Bin Laden’s death on May 1 meant millions of hits on the internet – giving virus makers the perfect opportunity to infect computer users.

Hackers poison search engines by creating websites using ‘hot topic’ search words – such as “Osama” or “Bin Laden” – that then download malicious code when clicked.

Ryan S., a Dubai-based logistics executive said: “I’ve seen many online friends auto-posting the link on their profile. In one day alone I must have deleted over 150 such posts.”

But apparently, the virus with a password-nicking payload mutates by the day and clicking on the image continues to unleash untold misery. Yesterday, a virus variation – “Laden is holding a newspaper with today’s date” – made the rounds on social networks.

Hackers have used Bin Laden’s name before. In 2004, spammers that gave links to photographs of Bin Laden’s “suicide” conned users into opening a file that installed a Trojan which gave the attacker control over a compromised computer.
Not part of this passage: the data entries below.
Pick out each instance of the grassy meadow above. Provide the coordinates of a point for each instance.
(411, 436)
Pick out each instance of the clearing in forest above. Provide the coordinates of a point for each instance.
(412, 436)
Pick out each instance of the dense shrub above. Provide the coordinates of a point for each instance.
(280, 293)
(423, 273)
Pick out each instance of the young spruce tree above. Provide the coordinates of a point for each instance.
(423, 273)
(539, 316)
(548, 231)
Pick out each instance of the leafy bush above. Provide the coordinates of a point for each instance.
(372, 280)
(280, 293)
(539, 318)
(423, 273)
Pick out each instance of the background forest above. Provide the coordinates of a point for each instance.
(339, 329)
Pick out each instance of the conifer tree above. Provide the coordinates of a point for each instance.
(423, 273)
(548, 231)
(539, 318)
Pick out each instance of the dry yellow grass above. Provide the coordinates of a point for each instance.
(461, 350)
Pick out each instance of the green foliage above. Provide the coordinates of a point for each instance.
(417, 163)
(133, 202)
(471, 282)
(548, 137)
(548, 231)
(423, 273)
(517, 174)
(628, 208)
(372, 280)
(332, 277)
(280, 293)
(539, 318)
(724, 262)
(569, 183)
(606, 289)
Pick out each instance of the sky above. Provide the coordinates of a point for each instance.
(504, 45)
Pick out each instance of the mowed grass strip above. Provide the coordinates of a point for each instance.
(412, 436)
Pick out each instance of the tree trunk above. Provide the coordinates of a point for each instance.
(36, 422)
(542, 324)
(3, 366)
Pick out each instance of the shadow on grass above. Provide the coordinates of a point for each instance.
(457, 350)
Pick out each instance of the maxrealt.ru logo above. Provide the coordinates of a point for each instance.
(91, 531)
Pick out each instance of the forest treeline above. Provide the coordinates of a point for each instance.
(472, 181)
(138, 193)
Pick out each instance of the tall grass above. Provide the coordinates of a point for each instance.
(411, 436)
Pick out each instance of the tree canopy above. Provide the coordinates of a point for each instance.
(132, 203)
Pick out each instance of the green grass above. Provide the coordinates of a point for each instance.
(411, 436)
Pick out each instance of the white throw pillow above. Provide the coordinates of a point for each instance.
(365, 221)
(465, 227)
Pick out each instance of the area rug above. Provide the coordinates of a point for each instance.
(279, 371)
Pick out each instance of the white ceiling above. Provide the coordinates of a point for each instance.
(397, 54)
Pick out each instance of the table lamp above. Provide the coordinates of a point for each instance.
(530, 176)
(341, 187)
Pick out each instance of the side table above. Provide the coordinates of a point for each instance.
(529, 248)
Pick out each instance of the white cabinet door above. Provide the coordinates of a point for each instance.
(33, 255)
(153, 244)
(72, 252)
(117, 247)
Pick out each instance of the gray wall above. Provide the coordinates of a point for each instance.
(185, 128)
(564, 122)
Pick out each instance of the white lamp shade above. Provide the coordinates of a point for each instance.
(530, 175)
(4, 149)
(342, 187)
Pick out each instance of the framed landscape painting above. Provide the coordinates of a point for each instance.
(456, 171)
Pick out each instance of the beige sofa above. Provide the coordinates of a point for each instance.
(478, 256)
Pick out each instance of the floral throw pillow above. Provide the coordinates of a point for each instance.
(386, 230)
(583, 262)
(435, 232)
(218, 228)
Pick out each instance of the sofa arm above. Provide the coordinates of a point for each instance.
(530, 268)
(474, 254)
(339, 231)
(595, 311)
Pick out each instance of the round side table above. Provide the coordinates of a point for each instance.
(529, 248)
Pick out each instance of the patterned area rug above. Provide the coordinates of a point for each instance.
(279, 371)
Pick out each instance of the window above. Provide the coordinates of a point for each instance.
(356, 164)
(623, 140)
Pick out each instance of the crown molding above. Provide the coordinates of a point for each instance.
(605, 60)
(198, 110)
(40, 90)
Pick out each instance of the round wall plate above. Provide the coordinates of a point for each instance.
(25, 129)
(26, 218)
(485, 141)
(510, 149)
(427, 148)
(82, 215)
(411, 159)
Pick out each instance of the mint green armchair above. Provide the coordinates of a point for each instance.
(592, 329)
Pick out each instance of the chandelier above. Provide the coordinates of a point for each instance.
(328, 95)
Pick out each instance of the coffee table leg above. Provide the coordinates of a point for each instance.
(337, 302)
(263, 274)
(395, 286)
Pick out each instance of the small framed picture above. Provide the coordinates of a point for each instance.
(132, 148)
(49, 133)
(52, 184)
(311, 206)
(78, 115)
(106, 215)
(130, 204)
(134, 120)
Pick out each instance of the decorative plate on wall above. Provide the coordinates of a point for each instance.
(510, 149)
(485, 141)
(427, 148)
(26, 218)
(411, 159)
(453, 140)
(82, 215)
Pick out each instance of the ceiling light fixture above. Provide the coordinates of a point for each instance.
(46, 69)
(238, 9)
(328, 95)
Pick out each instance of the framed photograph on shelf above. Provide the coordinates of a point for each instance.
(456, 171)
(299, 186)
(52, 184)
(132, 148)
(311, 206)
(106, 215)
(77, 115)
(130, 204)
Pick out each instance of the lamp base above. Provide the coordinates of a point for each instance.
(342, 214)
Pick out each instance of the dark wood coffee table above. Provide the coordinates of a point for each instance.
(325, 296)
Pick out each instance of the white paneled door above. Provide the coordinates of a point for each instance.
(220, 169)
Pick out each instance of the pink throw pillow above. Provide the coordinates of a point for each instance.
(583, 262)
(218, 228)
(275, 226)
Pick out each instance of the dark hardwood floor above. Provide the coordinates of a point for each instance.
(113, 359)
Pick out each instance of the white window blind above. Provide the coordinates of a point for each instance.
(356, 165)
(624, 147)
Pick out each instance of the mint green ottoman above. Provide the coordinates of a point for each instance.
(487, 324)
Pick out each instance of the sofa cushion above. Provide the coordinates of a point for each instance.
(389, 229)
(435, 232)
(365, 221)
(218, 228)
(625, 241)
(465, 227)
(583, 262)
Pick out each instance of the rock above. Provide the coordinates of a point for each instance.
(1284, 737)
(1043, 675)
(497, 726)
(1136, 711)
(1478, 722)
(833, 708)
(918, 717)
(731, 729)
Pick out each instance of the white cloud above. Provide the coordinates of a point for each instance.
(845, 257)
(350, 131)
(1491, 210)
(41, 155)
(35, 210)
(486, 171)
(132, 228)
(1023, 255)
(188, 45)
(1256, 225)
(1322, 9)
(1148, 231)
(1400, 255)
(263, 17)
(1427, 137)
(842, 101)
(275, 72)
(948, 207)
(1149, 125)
In 2005, a message that purportedly offered TV grabs of Bin Laden’s “capture” contained in a ZIP file actually contained a version of “Psyme”, which steals user names and passwords.

Caution

  • Don’t open a URL address posted by a friend on Facebook that claims to contain a video of Osama Bin Laden being killed
  • Don’t open emails or download software to view such videos even if it’s sent by someone you know
  • Adjust the privacy settings on social networking sites you frequent to make it more difficult for people you know and do not know to post content to your page
  • Keep your anti-virus programme up to date

Post By Gishore J Kallarackal (2,121 Posts)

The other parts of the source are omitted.